Meine schrecklich verwöhnte Familie – Pourris Gâtés

Monaco

ist eine Brutstätte für das Verwöhnen, das heißt auch Versauen, von Kindern.

Monaco, das kleine Fürstentum zwischen Riviera und Côte d‘ Azur, ist zugebaut mit Wohnkästen der scheußlichsten Art, darin aber brütet der Reichtum seinen verwöhnten Nachwuchs aus.

So schildert es Nicolas Cuche, der mit Laurent Turner auch das Drehbuch geschrieben hat, anfangs seines Filmes. Es ist zum Übelkeit kriegen wie die Kinder des – wie er sich selber mal nennt – Polaken (Gérard Jugnot), sorg- und gewissenslos mit der Kohle des Vaters rumschmeißen. Vielleicht wurde er so nachsichtig, weil die Mutter schon länger tot ist; vielleicht hat er sich einfach zu sehr für seine Firma interessiert, gehobener Stil mit Fahrern und Beratern und einem Ausblick über das Mittelmeer hoch über den Wohnetagen Monacos.

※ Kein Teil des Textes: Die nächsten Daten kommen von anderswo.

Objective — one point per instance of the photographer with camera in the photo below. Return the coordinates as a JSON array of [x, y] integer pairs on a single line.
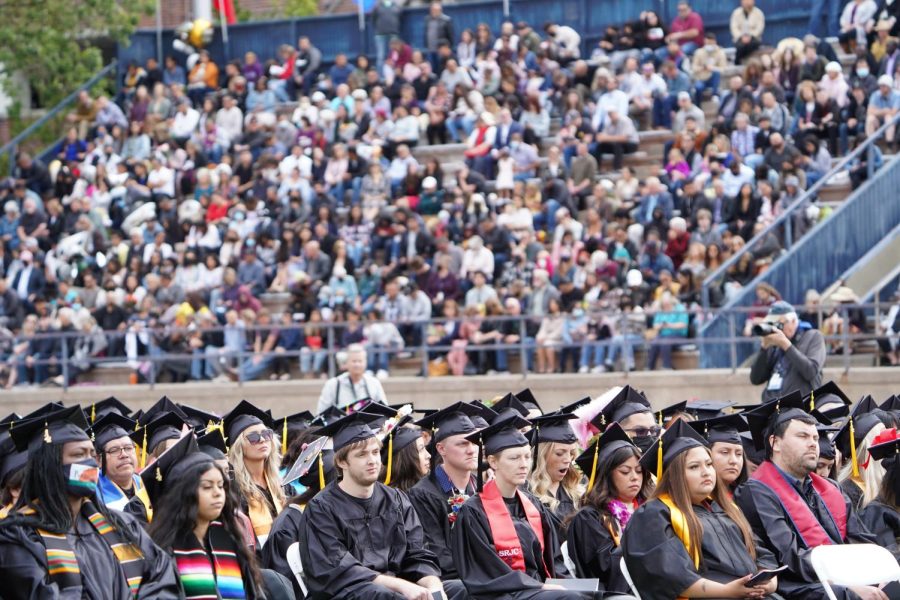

Tochter Stelle (Camille Lou) ist ein oberverwöhntes Ding, die Dienerschaft und Personal von Läden und Schönheitssalons von oben herab dreckig behandelt und sich von einem Latino-Lover aus Argentinien (Tom Leeb) den Hof und den Schmu machen lässt. Ihm ist meilenweit anzusehen, dass er mit Hochzeit nicht sie, sondern ihr Erbe meint.

Der übergewichtige Phhilippe (Victor Artus Solaro) schwadroniert ständig von absolut bescheuerten Geschäftsprojekten, akutell die vom Typen, der für einen die Schuhe einträgt.

Alexandre (Louka Meliava) ist vor allem auf Frauen aus, wobei ihn das Geschlecht mehr als das Alter interessiert.

Aus heiterem Himmel sind die Konten der Kinder plötzlich gesperrt, die Firma des Alten ist pleite, vor einer Hausdurchsuchungsaktion der Polizei kann sich der Vater mit den Kindern nur durch eine Hintertür und mittels Autohiking retten und sich in die Nähe von Marseille absetzen, wo das krasse Gegenteil von Luxus auf die Vier wartet.

Es gibt keine Handys und kein Geld mehr.

Mehr sollte man gar nicht verraten von dieser charmanten und wunderbar gebauten moralischen Komödie, die beinah auch, zum Entsetzen des Vaters, zum Hochzeitsfilm zu werden droht und die zeigt, dass im Ernstfall im Menschen noch ganz andere Fähigkeiten schlummern, als der erste Eindruck – und die wirtschaftlichen Verhältnisse – oft vermuten lassen und dass geschenkter Reichtum allein nicht glücklich macht, sondern verderblich für den Charakter ist.